Our PHDiffusion is the first diffusion-based painterly image harmonization method, which can significantly outperform GAN-based methods when the background has dense textures or abstract style.
Our PHDiffusion has been integrated into our image composition toolbox libcom https://github.com/bcmi/libcom. Welcome to visit and try \(^▽^)/
In simple cases, our GAN-based PHDNet is sufficiently effective and much more efficient.
Sometimes setting the background style as the target style is not reasonable, this problem has been solved in our ArtoPIH.
-
Dependencies
-
Python == 3.8
-
Pytorch == 1.11.0
-
Run
pip install -r requirements.txt
-
-
Download Models
Please download the following models to the
pretrained_models/
folder.-
sd-v1-4. Our model is based on Stable Diffusion v1.4.
-
Our pretrained model. You can download one of them for testing. The main difference between the two models is that PHDiffusionWithoutRes removes the residual structure in its adapter, while PHDiffusionWithRes retains it. Note that PHDiffusionWithoutRes perform better in some dense texture styles, learning textures that are more similar to the original ones. While PHDiffusionWithRes can preserve better content. You can make selections based on your needs.
- PHDiffusionWithoutRes. The best checkpoint of our adapter without residual and dual encoder fusion module.
- PHDiffusionWithRes. The best checkpoint of our adapter with residual and dual encoder fusion module.
-
VGG19(Optional, only needed for training). Loss is calculated with the help of VGG.
-
-
Training Data
Data Acquisition
We have two benchmark datasets: COCO and WikiArt.
- COCO is a large-scale photograph dataset with instance segmentation annotation for 80 different object categories.

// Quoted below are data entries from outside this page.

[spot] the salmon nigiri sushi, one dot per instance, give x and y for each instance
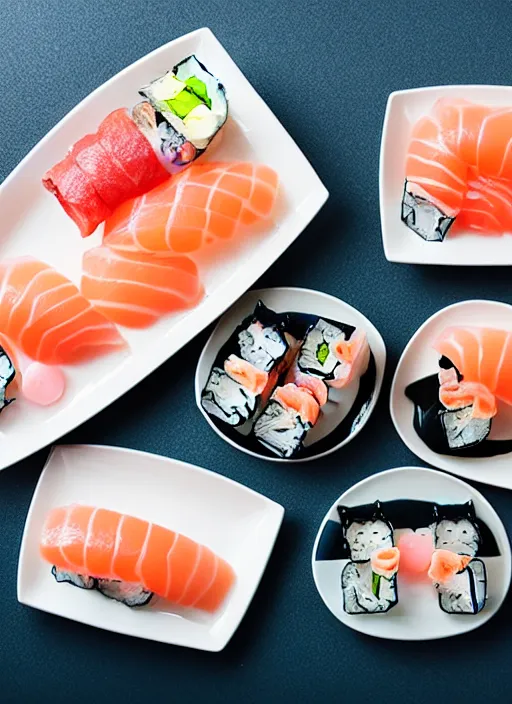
(204, 204)
(47, 317)
(135, 289)
(131, 560)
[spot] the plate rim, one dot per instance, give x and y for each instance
(406, 468)
(375, 398)
(444, 464)
(213, 305)
(210, 644)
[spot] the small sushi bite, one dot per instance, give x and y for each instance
(384, 562)
(183, 111)
(226, 399)
(336, 355)
(369, 579)
(285, 422)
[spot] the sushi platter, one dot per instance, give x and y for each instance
(200, 289)
(238, 524)
(456, 243)
(408, 507)
(340, 405)
(158, 202)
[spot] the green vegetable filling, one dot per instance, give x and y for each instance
(322, 352)
(376, 584)
(189, 98)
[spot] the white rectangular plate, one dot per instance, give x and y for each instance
(401, 244)
(34, 223)
(237, 523)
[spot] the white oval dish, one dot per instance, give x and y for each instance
(419, 360)
(401, 244)
(237, 523)
(301, 301)
(417, 615)
(34, 223)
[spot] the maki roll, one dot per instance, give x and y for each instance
(248, 367)
(335, 354)
(459, 576)
(368, 581)
(226, 399)
(460, 580)
(285, 422)
(183, 111)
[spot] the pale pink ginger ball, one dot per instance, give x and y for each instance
(42, 384)
(415, 554)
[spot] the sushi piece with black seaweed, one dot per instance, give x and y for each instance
(183, 111)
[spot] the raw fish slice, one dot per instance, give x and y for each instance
(75, 192)
(135, 289)
(299, 400)
(204, 204)
(308, 381)
(482, 355)
(432, 171)
(354, 357)
(455, 394)
(487, 207)
(249, 376)
(103, 170)
(108, 545)
(48, 318)
(446, 564)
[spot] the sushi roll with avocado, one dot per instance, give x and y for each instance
(337, 355)
(286, 420)
(182, 112)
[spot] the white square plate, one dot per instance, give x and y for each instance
(34, 223)
(401, 244)
(235, 522)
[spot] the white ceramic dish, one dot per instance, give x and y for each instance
(400, 243)
(34, 223)
(419, 360)
(328, 434)
(235, 522)
(417, 615)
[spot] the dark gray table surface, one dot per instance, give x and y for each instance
(351, 54)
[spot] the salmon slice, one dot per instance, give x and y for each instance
(299, 400)
(310, 382)
(246, 374)
(354, 357)
(482, 355)
(136, 289)
(432, 171)
(203, 204)
(487, 207)
(385, 561)
(47, 316)
(455, 394)
(446, 564)
(105, 544)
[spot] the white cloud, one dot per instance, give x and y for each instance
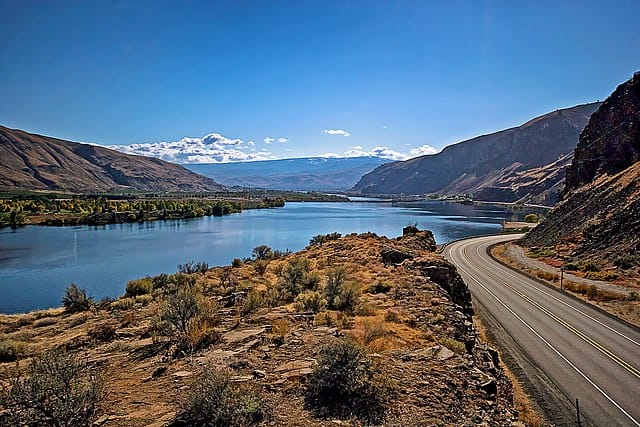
(383, 152)
(212, 148)
(422, 150)
(337, 132)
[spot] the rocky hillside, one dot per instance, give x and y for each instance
(599, 216)
(524, 163)
(402, 312)
(35, 162)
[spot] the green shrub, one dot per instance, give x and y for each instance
(340, 294)
(454, 345)
(214, 400)
(137, 287)
(336, 278)
(379, 288)
(123, 303)
(260, 266)
(254, 301)
(348, 298)
(262, 252)
(57, 389)
(188, 318)
(310, 301)
(103, 333)
(192, 267)
(11, 350)
(295, 277)
(160, 281)
(75, 299)
(345, 384)
(320, 239)
(592, 292)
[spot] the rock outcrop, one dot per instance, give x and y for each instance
(35, 162)
(599, 216)
(412, 318)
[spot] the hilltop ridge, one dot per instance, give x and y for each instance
(524, 163)
(41, 163)
(598, 219)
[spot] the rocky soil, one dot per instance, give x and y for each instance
(598, 219)
(414, 318)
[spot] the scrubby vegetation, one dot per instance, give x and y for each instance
(215, 400)
(75, 299)
(57, 389)
(188, 318)
(346, 384)
(11, 350)
(93, 210)
(320, 239)
(237, 345)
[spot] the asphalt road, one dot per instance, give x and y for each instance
(561, 348)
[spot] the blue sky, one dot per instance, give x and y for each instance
(398, 75)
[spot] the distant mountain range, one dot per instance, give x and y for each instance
(36, 162)
(300, 174)
(524, 163)
(599, 215)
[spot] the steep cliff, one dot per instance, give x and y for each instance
(520, 163)
(35, 162)
(599, 216)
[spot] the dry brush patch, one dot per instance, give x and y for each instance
(394, 314)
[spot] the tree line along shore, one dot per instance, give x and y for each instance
(62, 209)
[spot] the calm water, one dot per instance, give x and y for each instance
(38, 263)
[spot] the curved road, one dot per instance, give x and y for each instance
(561, 348)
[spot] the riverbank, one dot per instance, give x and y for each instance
(66, 209)
(269, 324)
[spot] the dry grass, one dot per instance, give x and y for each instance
(523, 403)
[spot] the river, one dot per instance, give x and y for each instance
(37, 263)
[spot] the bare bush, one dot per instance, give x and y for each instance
(57, 389)
(214, 400)
(346, 384)
(75, 299)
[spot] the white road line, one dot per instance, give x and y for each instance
(562, 356)
(519, 278)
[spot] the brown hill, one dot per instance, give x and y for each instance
(36, 162)
(524, 163)
(599, 216)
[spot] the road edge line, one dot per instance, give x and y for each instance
(549, 286)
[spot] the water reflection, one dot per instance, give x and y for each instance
(38, 263)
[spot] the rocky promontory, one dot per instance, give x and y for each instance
(389, 314)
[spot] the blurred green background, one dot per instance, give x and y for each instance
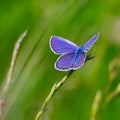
(34, 75)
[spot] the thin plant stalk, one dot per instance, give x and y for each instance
(10, 74)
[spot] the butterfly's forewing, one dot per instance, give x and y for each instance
(90, 43)
(65, 62)
(60, 45)
(79, 60)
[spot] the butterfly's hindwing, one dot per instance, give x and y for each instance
(61, 46)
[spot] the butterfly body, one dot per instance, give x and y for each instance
(72, 56)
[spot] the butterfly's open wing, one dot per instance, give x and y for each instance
(60, 45)
(79, 60)
(65, 62)
(90, 43)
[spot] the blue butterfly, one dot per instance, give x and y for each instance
(72, 56)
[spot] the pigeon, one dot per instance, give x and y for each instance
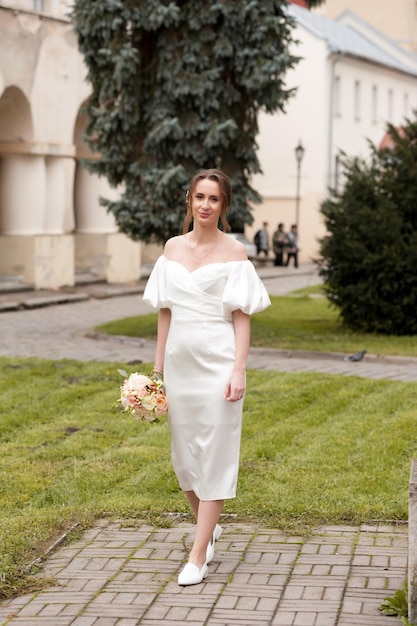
(358, 356)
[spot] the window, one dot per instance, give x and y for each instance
(337, 96)
(390, 112)
(357, 100)
(374, 103)
(406, 105)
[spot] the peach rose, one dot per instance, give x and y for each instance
(161, 403)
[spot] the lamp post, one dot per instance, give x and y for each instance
(299, 153)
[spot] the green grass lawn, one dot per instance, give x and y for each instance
(300, 321)
(316, 449)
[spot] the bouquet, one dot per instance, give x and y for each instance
(143, 397)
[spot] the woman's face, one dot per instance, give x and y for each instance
(206, 202)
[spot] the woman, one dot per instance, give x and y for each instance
(205, 289)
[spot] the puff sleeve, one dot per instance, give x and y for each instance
(244, 290)
(156, 294)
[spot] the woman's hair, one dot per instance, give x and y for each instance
(226, 193)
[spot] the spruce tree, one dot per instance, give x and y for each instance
(369, 256)
(177, 86)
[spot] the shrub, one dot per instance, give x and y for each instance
(369, 256)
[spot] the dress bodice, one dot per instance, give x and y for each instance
(212, 290)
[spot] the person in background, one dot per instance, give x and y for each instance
(205, 289)
(279, 242)
(293, 247)
(261, 240)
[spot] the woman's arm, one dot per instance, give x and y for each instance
(164, 320)
(235, 388)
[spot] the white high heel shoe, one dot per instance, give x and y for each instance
(191, 575)
(217, 533)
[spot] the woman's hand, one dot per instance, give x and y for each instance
(235, 388)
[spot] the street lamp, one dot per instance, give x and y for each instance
(299, 153)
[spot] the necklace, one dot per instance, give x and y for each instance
(201, 258)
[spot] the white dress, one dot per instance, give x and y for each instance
(199, 358)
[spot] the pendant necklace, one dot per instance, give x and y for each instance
(201, 258)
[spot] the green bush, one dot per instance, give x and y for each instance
(369, 256)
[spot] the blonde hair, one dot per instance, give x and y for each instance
(226, 192)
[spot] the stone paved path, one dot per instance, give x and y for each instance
(125, 576)
(121, 575)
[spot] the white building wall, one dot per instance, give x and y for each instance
(306, 120)
(333, 111)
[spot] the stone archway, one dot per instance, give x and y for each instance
(100, 250)
(17, 165)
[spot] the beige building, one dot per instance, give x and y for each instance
(352, 79)
(51, 223)
(397, 20)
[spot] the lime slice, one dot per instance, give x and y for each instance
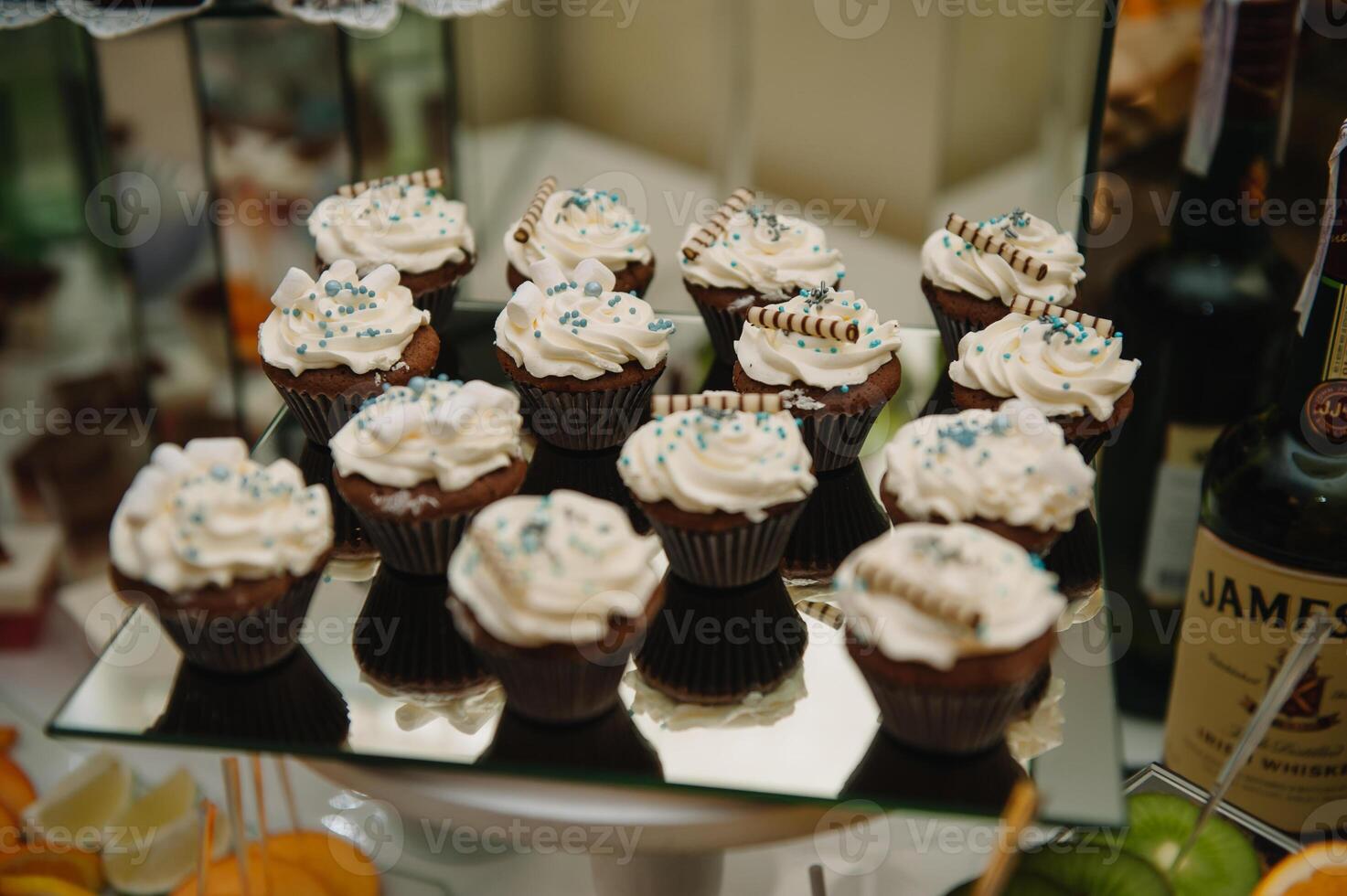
(79, 808)
(158, 839)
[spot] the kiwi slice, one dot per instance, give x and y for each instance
(1222, 861)
(1082, 872)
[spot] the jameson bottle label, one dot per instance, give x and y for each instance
(1238, 627)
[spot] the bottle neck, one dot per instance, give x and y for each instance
(1221, 210)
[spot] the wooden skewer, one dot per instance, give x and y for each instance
(430, 178)
(288, 793)
(751, 403)
(233, 793)
(1017, 814)
(1037, 307)
(208, 841)
(989, 241)
(806, 324)
(703, 239)
(524, 232)
(917, 596)
(261, 801)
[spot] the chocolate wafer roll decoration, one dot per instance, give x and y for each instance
(705, 239)
(749, 403)
(931, 603)
(985, 240)
(429, 178)
(815, 325)
(1037, 307)
(524, 232)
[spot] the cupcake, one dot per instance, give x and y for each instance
(951, 627)
(330, 344)
(835, 387)
(754, 259)
(1068, 371)
(228, 551)
(583, 357)
(722, 488)
(555, 593)
(412, 227)
(569, 227)
(419, 460)
(30, 573)
(970, 289)
(1010, 472)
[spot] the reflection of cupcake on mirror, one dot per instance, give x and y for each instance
(970, 282)
(567, 227)
(1010, 471)
(594, 474)
(406, 642)
(609, 744)
(1073, 372)
(891, 773)
(555, 593)
(330, 344)
(291, 704)
(839, 517)
(722, 486)
(403, 221)
(419, 460)
(953, 628)
(583, 357)
(225, 550)
(748, 256)
(831, 358)
(349, 540)
(721, 645)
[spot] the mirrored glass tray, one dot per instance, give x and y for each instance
(814, 737)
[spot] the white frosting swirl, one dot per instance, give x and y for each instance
(572, 562)
(954, 264)
(208, 515)
(583, 224)
(1064, 369)
(708, 461)
(339, 320)
(965, 565)
(558, 326)
(766, 253)
(413, 228)
(1010, 465)
(779, 357)
(450, 432)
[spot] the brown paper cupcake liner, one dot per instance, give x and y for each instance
(290, 704)
(349, 540)
(321, 415)
(592, 474)
(838, 517)
(609, 744)
(404, 639)
(946, 720)
(1075, 558)
(835, 440)
(585, 421)
(421, 548)
(718, 645)
(244, 642)
(728, 558)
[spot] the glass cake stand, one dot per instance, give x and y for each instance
(815, 739)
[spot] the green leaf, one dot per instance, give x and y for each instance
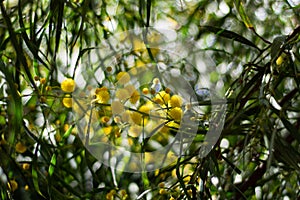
(67, 133)
(240, 8)
(35, 180)
(52, 165)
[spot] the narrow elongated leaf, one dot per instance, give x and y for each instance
(52, 165)
(240, 7)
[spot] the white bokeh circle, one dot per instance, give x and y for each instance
(164, 62)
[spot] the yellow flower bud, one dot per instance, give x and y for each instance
(123, 77)
(13, 185)
(20, 148)
(176, 113)
(68, 85)
(67, 101)
(43, 81)
(102, 95)
(279, 60)
(145, 91)
(175, 101)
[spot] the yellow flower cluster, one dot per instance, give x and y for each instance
(102, 95)
(68, 85)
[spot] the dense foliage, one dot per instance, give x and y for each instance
(65, 63)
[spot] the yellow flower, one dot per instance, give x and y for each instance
(145, 91)
(123, 77)
(43, 81)
(135, 96)
(176, 113)
(146, 108)
(175, 101)
(67, 101)
(102, 95)
(13, 185)
(122, 94)
(279, 60)
(134, 131)
(162, 192)
(107, 130)
(25, 166)
(117, 107)
(162, 98)
(136, 117)
(20, 148)
(126, 116)
(68, 85)
(105, 119)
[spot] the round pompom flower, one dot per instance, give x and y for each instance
(68, 85)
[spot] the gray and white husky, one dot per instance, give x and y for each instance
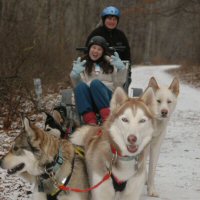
(166, 98)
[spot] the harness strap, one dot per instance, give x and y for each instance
(65, 188)
(117, 184)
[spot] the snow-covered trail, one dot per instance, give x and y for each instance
(178, 171)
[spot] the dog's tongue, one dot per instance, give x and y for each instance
(132, 148)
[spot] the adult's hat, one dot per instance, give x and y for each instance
(99, 40)
(110, 10)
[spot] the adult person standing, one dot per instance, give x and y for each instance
(116, 38)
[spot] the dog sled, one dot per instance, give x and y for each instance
(68, 104)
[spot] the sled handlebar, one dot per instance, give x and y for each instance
(113, 48)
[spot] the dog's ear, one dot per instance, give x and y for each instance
(148, 97)
(153, 83)
(174, 87)
(118, 98)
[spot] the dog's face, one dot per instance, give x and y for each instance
(26, 154)
(131, 121)
(166, 97)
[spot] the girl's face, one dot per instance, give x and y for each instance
(95, 52)
(111, 22)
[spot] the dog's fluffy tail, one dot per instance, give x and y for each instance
(78, 137)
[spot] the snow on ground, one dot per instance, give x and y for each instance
(178, 171)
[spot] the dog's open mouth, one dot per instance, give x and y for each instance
(16, 168)
(132, 148)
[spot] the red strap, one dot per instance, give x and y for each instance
(65, 188)
(114, 150)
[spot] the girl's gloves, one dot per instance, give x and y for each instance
(78, 67)
(116, 61)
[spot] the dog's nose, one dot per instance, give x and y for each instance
(132, 139)
(164, 112)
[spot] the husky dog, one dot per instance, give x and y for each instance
(48, 162)
(166, 98)
(117, 148)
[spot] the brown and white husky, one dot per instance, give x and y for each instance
(46, 161)
(118, 147)
(166, 97)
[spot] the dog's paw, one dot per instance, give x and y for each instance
(152, 192)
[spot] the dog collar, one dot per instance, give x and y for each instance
(53, 166)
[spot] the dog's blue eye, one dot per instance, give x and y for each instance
(125, 120)
(15, 148)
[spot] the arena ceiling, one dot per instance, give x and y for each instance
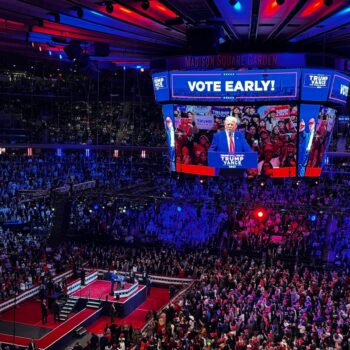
(133, 32)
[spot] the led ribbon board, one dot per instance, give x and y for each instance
(234, 86)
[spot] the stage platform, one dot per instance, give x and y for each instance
(56, 337)
(45, 338)
(99, 290)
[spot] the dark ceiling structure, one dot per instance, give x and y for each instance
(135, 32)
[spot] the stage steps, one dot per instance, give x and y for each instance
(93, 304)
(68, 308)
(80, 331)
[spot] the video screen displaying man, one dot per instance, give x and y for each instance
(270, 131)
(230, 140)
(315, 130)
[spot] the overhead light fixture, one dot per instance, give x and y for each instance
(109, 6)
(145, 4)
(57, 17)
(80, 12)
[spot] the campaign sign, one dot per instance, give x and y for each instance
(340, 89)
(224, 160)
(161, 86)
(237, 86)
(316, 85)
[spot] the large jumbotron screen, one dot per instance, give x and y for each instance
(270, 131)
(285, 119)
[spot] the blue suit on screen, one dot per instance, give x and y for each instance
(220, 143)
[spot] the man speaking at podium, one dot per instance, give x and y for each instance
(230, 140)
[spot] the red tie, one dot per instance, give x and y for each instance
(232, 145)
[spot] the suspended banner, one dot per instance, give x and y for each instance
(229, 85)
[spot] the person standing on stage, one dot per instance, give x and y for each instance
(229, 140)
(113, 312)
(113, 280)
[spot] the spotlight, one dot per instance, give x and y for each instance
(145, 4)
(80, 12)
(57, 18)
(109, 6)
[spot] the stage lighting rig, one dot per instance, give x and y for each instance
(109, 6)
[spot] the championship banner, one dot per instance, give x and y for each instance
(224, 160)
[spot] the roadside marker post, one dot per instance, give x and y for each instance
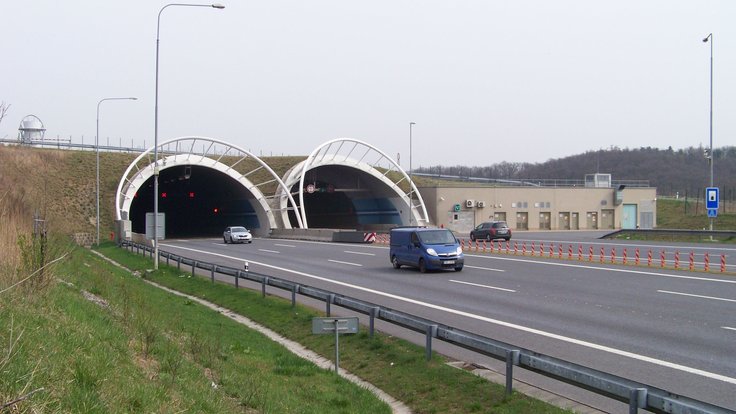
(321, 326)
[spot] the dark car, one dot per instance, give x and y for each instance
(237, 234)
(491, 230)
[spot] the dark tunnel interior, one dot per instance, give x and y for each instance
(346, 198)
(198, 202)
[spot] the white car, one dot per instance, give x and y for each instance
(237, 234)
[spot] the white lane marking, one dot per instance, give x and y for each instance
(696, 296)
(364, 254)
(347, 263)
(484, 286)
(603, 348)
(485, 268)
(270, 251)
(609, 269)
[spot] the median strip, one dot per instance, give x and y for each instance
(347, 263)
(483, 286)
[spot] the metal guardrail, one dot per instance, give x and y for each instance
(636, 394)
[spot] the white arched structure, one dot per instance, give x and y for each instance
(353, 153)
(213, 154)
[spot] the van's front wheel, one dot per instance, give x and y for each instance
(395, 262)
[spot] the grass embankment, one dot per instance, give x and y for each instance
(682, 214)
(396, 366)
(130, 347)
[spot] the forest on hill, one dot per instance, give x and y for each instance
(683, 172)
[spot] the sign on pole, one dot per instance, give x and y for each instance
(337, 326)
(711, 198)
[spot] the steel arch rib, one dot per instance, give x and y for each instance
(308, 163)
(120, 194)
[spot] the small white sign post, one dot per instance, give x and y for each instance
(321, 326)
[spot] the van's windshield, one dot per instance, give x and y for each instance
(436, 237)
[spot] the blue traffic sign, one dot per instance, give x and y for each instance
(711, 198)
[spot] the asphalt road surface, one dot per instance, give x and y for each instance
(669, 329)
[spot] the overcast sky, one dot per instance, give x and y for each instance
(484, 81)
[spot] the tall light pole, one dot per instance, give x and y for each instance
(155, 129)
(97, 156)
(411, 180)
(710, 154)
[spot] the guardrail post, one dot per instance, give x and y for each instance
(372, 322)
(328, 303)
(637, 399)
(512, 358)
(293, 295)
(431, 332)
(264, 282)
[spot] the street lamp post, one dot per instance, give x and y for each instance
(411, 180)
(710, 154)
(97, 157)
(155, 129)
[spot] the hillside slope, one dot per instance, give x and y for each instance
(684, 171)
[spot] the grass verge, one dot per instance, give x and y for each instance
(394, 365)
(106, 342)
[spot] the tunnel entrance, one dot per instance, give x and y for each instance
(198, 202)
(342, 197)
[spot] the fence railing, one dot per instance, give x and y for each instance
(636, 394)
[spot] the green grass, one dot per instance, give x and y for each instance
(149, 351)
(394, 365)
(681, 214)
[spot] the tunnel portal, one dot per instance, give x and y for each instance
(341, 197)
(198, 202)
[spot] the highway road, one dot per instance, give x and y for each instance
(670, 329)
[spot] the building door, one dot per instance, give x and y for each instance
(522, 220)
(592, 220)
(545, 220)
(564, 220)
(629, 219)
(646, 220)
(607, 219)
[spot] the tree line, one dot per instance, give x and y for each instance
(683, 172)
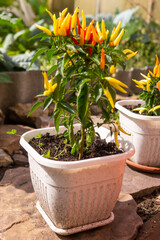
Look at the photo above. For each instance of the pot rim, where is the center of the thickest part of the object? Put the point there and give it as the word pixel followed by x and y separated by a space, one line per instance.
pixel 129 151
pixel 120 106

- WikiArt is a large-scale digital art dataset consisting of 27 distinct styles.
These datasets are used to create composite images by combining photographic foreground objects from COCO with painterly backgrounds from WikiArt.
Data Processing
- To obtain properly sized and high-resolution foreground objects, we select 9,100 foreground images from the COCO dataset with a foreground ratio between 0.05 and 0.3, and a width and height of at least 480.
- We choose 37,931 background images from the WikiArt dataset with a width and height of at least 512.
During training, we use instance annotation to extract the foreground objects from the foreground images and place them onto randomly chosen painterly backgrounds from the background images, resulting in 37,931 composite images in each epoch. Finally, all composite images are resized to 512 × 512 for training. This process can produce composite images with conflicting visual elements.
-
Train
You can run this to train adapter and dual encoder fusion module:
CUDA_VISIBLE_DEVICES="0,1" python -m torch.distributed.launch --nproc_per_node 2 train.py
-
Test
You can run this to test using adapter with residual:
CUDA_VISIBLE_DEVICES="0" python -m torch.distributed.launch --nproc_per_node=1 test.py --strength 0.7 --model_resume_path pretrained_models/PHDiffusionWithRes.pth
And run this to test using adapter without residual:
CUDA_VISIBLE_DEVICES="0" python -m torch.distributed.launch --nproc_per_node=1 test.py --strength 0.7 --model_resume_path pretrained_models/PHDiffusionWithoutRes.pth --no_residual
Our method can significantly outperform GAN-based methods when the background has dense textures or abstract style.